Step 1	Define a Network
Step 2	Create a sample Input Data
Step 3	Define a procedure to caclulate the Output (this is called 'Foward' procedure)
Step 4	Define the desired output for the input data
Step 5	Calculate the Output data (Estimated Output) using the input and Forward procedure(Step 3)
Step 6	Calculate the Error from the Estimated Output and Desired Output. This Error is called 'Loss'
Step 7	Caculate the gradient
Step 8	Update Weight and Bias based on the graident values (Backpropagate the nework parameters)

import torch

net = torch.nn.Linear(2,1);

print('network structure : torch.nn.Linear(2,1) :\n',net)

print('Weight of network :\n',net.weight)

print('Bias of network :\n',net.bias)

==> network structure : torch.nn.Linear(2,1) :

Linear(in_features=2, out_features=1, bias=True)

Weight of network :

Parameter containing:

tensor([[ 0.4633, -0.4838]], requires_grad=True)

Bias of network :

Parameter containing:

tensor([0.2706], requires_grad=True)

print('Weight gradient \n',net.weight.grad)

print('Bias gradient :\n',net.bias.grad)

==> Weight gradient

None

Bias gradient :

None

x = torch.tensor([[1.0,1.0]])

print("input = x :\n ",x)

==> input = x :

tensor([[1., 1.]])

o = torch.nn.Sigmoid().forward(net.forward(x))

print('Output :\n',o)

==> Output :

tensor([[0.5622]], grad_fn=<SigmoidBackward>)

t = torch.tensor([[1.0]])

print('Target :\n',t)

==> Target :

tensor([[1.]])

loss = t - o

print('Loss :\n',loss)

==> Loss :

tensor([[0.4378]], grad_fn=<SubBackward0>)

loss.backward()

print('Weight gradient \n',net.weight.grad)

print('Bias gradient :\n',net.bias.grad)

==> Weight gradient

tensor([[-0.2461, -0.2461]])

Bias gradient :

tensor([-0.2461])

print('Weight of network :\n',net.weight)

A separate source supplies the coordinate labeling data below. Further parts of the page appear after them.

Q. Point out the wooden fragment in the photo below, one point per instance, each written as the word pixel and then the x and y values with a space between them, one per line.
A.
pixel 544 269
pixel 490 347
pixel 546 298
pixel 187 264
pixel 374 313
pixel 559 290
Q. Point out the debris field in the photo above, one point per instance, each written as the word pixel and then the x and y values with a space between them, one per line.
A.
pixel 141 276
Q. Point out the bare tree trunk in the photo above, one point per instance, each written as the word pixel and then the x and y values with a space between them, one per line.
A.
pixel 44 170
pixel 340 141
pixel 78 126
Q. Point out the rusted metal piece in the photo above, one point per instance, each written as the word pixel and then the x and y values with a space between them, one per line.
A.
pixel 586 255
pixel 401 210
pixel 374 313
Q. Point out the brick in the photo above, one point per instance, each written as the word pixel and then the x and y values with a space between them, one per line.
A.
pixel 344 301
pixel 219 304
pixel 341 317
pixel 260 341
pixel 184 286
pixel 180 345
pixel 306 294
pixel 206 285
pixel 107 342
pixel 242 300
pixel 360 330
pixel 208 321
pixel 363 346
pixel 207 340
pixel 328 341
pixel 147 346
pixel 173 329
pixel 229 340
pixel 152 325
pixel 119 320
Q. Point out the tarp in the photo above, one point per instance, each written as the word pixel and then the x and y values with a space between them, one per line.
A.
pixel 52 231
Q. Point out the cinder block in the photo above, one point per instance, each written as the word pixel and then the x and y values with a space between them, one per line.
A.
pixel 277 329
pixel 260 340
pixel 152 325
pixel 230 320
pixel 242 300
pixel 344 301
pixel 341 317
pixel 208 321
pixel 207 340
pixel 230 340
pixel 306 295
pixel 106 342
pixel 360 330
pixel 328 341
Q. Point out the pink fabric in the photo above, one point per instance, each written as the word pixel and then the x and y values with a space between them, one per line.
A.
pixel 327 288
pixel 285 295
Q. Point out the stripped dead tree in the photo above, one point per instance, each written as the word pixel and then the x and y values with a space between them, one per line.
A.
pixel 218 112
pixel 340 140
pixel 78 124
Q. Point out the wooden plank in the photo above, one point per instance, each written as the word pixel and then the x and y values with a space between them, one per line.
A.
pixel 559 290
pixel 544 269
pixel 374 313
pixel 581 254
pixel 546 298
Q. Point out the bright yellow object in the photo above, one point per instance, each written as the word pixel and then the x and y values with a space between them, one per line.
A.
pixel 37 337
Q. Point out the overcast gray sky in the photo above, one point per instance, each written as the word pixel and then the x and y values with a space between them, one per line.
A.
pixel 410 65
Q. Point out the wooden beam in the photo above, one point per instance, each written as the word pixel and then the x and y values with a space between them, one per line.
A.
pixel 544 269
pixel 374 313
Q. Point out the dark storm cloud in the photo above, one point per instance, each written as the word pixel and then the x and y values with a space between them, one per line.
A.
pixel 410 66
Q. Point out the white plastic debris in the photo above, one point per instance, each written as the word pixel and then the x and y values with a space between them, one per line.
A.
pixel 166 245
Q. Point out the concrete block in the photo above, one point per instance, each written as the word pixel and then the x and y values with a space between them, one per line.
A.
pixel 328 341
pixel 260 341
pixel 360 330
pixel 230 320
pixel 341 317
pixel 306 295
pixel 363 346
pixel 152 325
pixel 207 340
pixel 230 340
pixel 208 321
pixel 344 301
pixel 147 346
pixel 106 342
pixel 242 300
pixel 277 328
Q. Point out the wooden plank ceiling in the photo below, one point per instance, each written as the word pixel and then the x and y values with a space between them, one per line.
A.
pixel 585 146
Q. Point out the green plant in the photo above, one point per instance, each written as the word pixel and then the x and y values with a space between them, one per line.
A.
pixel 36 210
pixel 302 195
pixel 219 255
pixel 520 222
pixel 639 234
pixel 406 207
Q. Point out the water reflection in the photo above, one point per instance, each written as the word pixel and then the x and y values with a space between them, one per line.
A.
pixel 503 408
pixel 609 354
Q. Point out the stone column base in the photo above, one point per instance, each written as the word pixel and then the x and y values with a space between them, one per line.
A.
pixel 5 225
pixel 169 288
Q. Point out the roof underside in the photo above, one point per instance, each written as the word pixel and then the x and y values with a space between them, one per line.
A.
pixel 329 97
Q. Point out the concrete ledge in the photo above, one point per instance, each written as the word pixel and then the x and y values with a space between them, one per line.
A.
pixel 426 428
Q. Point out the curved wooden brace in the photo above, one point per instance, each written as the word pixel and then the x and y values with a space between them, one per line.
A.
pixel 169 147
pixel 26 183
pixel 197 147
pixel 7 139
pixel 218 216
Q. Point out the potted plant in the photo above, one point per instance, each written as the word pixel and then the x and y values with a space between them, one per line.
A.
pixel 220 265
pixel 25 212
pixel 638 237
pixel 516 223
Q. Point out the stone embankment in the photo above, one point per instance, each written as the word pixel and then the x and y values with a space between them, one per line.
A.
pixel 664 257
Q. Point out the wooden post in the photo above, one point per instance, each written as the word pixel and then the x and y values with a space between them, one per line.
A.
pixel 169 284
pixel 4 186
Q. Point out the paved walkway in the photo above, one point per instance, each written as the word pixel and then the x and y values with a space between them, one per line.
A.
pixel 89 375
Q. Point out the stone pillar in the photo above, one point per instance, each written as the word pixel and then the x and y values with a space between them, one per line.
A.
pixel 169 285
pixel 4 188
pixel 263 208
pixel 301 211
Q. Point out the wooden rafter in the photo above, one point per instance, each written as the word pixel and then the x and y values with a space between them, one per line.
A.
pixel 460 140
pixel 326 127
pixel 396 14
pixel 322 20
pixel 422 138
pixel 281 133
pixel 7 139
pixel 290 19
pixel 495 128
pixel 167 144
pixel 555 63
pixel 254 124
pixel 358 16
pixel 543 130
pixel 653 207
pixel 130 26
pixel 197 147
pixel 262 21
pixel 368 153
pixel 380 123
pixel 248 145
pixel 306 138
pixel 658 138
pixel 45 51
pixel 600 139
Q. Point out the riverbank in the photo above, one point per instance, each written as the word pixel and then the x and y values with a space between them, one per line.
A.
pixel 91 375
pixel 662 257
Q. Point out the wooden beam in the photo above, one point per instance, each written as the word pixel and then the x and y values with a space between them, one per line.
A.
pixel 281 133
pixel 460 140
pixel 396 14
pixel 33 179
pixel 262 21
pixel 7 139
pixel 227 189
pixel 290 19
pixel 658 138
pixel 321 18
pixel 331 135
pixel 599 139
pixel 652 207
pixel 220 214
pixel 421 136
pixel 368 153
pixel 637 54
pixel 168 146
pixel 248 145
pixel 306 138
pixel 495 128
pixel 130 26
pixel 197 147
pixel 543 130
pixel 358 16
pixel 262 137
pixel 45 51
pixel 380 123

print('Bias of network :\n',net.bias)

==> Weight of network :

Parameter containing:

tensor([[ 0.4633, -0.4838]], requires_grad=True)

Bias of network :

Parameter containing:

tensor([0.2706], requires_grad=True)

Now update the nework parameters (weights and bias) using the gradient values calculated above. There are many different algorithms on how to update the weights and bias as described here. I just picked one of the algorithms as shown below.

optimizer = torch.optim.SGD(net.parameters(), lr=0.05)

optimizer.step()

Now you can confirm that the wieght and bias values are updated as shown below.

print('New Weight of network :\n',net.weight)

print('New Bias of network :\n',net.bias)

==> New Weight of network :

Parameter containing:

tensor([[ 0.4756, -0.4715]], requires_grad=True)

New Bias of network :

Parameter containing:

tensor([0.2829], requires_grad=True)

Next Step

Now I assume that you got familiar to some degree with how to represent the single layered linear network. What about some other cases as shown below. How about followings ? Do you think you can implement these network with Linear() only ?

(A) is still single cell network. You may think you can implement this with Linear() only. But if you take a little bit more carefull look, you would notice on a different thing. This neuron has a small rectangle within the cell marked as 'S'. This little rectangle is called Activation function. 'S' indificates a specific type of Activation called 'Sigmoid'. You cannot represent this network even though it is single cell because Linear() function because Linear() does not have any built in Activation function.

(B) is made up of four neuron (every neuron has activation function in it) and it is made up of two layers. The first layer is made up of 3 neurons and the second layer is made up of 1 neuron. You cannot implement this kind of multi-layer network with Single Linear() function.

In these case, you need to combine multiple functions like multiple Linear() function or Linear()+Activation function etc. This is where you need to use another type of network construction method like nn.Sequential or nn.Module.